Print

Print


On 05/28/2010 09:42 AM, Houghton,Andrew wrote:

>>
>> Using Perl, how can I convert the author/title combination into some
>> sort of integer, checksum, or unique value that is the same every time
>> I run my script? I don't want to have to remember what was used before
>> because I don't want to maintain a list of previously used keys. Should
>> I use some form of the pack function? Should I sum the ASCII values of
>> each character in the author/title combination?
> 
> You could MD5 hash the author/title combination which would give you the
> same hash so long they were the author/title combination was the same,
> e.g., letter case and spelling, etc.  However, that doesn't meet your
> requirement of an small integer, but if you are using the value for a
> Perl hash it might not matter all that much.

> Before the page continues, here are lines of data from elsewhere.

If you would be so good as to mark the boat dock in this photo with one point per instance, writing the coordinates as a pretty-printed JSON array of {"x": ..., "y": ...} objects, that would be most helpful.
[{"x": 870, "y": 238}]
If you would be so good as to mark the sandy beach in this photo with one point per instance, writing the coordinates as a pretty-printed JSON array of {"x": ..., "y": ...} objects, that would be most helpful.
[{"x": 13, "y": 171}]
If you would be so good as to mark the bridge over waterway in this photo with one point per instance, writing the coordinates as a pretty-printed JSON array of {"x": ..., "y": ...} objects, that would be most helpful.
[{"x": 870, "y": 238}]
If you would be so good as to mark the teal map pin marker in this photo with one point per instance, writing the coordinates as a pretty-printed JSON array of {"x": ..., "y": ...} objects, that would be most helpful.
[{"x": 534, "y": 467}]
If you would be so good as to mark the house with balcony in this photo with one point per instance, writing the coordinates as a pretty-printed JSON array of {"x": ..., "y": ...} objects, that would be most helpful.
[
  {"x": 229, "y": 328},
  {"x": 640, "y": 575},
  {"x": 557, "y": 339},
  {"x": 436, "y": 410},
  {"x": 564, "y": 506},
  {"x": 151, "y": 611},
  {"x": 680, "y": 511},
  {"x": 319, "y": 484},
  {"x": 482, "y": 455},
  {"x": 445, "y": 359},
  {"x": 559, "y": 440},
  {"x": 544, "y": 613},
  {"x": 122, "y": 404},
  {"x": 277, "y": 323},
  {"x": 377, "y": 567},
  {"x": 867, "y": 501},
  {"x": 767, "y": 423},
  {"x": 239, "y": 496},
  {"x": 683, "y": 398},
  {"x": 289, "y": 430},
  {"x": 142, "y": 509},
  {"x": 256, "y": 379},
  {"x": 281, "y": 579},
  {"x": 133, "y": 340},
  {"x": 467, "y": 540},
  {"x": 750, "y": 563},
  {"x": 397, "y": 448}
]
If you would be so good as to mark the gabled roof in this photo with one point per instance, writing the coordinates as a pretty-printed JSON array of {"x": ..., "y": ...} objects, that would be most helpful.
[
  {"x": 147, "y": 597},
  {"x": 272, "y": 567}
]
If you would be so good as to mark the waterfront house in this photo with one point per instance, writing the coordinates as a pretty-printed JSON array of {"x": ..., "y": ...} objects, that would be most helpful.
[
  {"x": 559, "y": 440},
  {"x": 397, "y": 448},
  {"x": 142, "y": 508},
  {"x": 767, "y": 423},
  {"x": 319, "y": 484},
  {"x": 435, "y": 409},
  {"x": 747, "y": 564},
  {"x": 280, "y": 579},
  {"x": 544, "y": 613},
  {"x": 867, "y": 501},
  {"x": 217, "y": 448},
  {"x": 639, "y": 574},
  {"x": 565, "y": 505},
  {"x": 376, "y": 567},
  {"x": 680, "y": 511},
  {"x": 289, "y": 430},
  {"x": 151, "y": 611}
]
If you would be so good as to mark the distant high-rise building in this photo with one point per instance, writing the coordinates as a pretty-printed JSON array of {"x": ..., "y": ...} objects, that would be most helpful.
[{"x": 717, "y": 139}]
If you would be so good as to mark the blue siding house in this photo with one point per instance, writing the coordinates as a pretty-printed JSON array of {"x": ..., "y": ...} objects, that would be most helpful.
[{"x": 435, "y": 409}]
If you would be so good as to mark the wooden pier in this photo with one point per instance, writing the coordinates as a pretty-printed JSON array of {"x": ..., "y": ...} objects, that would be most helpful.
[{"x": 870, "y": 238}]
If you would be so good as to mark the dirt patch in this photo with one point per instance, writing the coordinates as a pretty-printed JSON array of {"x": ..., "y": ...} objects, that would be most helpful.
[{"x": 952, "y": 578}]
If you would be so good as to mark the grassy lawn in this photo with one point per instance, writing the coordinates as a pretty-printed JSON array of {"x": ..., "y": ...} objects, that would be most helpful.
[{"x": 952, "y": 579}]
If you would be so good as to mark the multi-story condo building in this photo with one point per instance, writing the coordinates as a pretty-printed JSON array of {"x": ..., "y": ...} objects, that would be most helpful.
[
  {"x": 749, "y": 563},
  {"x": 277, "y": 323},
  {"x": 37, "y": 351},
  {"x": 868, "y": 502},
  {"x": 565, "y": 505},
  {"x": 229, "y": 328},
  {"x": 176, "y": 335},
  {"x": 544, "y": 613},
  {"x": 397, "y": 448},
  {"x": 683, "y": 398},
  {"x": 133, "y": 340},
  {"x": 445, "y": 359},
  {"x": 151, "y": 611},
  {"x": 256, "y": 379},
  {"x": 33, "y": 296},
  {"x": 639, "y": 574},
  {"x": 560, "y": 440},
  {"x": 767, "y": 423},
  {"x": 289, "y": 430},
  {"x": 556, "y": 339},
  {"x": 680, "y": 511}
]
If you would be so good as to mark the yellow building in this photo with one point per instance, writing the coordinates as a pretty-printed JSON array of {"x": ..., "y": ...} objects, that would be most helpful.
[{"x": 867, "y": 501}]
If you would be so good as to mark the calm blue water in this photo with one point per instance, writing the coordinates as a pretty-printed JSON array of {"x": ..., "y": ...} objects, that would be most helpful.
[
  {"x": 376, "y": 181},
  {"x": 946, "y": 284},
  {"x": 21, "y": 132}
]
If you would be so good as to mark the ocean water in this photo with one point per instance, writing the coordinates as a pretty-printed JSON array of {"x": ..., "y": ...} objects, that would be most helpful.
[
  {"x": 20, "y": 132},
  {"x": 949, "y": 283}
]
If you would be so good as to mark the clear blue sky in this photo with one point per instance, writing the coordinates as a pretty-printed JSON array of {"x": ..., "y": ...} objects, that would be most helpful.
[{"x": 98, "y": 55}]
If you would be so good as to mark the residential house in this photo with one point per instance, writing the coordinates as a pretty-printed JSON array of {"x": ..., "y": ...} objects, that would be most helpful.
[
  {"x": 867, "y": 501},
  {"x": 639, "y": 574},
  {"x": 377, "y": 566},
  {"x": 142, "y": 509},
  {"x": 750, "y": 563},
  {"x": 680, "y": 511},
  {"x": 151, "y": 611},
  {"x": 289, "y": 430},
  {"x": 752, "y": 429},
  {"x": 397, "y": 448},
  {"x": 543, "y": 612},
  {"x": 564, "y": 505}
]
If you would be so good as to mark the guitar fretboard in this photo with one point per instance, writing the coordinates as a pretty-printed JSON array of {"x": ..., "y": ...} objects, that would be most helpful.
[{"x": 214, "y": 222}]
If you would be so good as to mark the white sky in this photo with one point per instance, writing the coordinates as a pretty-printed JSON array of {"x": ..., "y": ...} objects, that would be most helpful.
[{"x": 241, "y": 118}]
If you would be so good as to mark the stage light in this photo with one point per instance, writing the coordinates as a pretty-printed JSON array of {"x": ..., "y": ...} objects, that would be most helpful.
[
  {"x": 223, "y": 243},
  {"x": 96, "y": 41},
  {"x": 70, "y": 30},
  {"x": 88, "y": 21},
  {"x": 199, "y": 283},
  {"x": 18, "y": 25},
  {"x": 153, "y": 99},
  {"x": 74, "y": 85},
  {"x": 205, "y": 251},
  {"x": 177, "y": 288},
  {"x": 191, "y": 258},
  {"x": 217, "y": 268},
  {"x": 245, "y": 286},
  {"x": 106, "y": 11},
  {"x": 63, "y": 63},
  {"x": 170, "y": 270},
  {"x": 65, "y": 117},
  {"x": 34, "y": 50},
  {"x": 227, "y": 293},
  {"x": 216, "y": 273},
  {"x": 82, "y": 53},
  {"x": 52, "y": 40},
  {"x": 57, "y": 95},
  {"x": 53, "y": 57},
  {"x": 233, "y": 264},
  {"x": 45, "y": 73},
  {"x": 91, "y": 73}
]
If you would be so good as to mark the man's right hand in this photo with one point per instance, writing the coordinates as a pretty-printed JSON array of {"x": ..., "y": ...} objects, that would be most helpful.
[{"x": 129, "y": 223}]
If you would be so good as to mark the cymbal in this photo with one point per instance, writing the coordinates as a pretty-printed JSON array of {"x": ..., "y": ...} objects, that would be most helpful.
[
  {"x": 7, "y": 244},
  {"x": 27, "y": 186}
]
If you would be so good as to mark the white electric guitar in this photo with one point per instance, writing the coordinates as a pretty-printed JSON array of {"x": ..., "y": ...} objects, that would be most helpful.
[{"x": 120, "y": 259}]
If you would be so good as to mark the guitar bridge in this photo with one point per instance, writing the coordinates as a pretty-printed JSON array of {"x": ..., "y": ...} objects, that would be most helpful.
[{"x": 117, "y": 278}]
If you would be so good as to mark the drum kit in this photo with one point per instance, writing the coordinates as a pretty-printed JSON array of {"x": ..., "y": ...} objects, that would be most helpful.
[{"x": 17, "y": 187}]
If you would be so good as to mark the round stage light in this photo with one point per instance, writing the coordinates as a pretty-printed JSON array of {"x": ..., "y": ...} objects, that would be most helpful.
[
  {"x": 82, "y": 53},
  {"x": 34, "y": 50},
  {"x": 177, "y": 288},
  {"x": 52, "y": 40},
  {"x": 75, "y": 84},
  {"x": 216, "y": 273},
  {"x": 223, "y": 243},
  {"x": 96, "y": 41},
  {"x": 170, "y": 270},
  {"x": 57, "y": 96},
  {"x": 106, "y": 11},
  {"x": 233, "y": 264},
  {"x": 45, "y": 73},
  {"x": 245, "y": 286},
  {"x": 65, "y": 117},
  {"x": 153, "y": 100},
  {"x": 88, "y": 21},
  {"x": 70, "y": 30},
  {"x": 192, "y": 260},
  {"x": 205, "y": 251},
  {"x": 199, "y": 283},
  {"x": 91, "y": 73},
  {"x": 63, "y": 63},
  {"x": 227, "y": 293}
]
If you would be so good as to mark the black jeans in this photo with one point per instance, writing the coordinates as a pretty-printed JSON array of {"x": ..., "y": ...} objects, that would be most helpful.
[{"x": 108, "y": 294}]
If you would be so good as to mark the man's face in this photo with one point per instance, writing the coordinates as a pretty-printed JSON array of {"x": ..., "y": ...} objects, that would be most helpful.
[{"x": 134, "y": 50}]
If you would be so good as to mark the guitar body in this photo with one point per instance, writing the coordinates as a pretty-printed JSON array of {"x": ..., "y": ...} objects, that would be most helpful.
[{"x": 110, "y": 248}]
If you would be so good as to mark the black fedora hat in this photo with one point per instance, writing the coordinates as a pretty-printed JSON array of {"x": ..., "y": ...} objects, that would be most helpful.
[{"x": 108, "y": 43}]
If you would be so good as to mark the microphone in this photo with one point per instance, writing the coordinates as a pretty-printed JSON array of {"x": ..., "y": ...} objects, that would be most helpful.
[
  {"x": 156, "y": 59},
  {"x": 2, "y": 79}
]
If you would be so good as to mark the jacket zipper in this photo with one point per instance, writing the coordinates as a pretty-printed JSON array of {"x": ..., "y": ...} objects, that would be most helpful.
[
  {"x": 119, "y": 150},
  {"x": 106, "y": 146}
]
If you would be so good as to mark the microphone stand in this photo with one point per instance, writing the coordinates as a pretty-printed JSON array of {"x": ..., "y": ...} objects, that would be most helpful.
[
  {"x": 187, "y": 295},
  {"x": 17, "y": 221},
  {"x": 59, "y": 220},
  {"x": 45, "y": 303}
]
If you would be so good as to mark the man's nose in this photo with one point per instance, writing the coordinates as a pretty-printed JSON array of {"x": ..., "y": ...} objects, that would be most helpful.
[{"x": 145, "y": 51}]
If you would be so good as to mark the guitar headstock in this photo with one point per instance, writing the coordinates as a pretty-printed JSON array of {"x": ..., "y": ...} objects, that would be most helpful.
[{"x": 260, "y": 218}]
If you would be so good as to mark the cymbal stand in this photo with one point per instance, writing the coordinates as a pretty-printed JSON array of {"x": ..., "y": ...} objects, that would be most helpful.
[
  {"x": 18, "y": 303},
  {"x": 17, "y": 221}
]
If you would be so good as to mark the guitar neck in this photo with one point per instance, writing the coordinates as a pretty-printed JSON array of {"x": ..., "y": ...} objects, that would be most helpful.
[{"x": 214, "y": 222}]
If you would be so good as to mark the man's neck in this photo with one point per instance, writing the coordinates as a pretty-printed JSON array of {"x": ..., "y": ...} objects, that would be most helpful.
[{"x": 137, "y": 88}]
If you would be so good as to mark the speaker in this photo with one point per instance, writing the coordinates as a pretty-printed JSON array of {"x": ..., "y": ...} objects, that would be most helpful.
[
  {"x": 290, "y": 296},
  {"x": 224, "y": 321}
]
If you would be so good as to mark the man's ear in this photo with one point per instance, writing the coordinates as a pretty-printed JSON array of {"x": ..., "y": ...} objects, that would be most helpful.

If you don't need the one-in-a-gazillion guarantee of uniqueness that you
get from MD5 or SHA, you could resort to good old CRC32.  You may need to
pick up String::CRC32 from CPAN.  Then it's as simple as $checksum =
crc32($string).

BTW, won't a lot of your keys come out as "smith.the" (or in your
examples, "aristotle.on")?  If they key isn't unique, any hash you
calculate from it won't be unique.  You might need to calculate from the
complete title.


-- 
Thomas Dowling
[log in to unmask]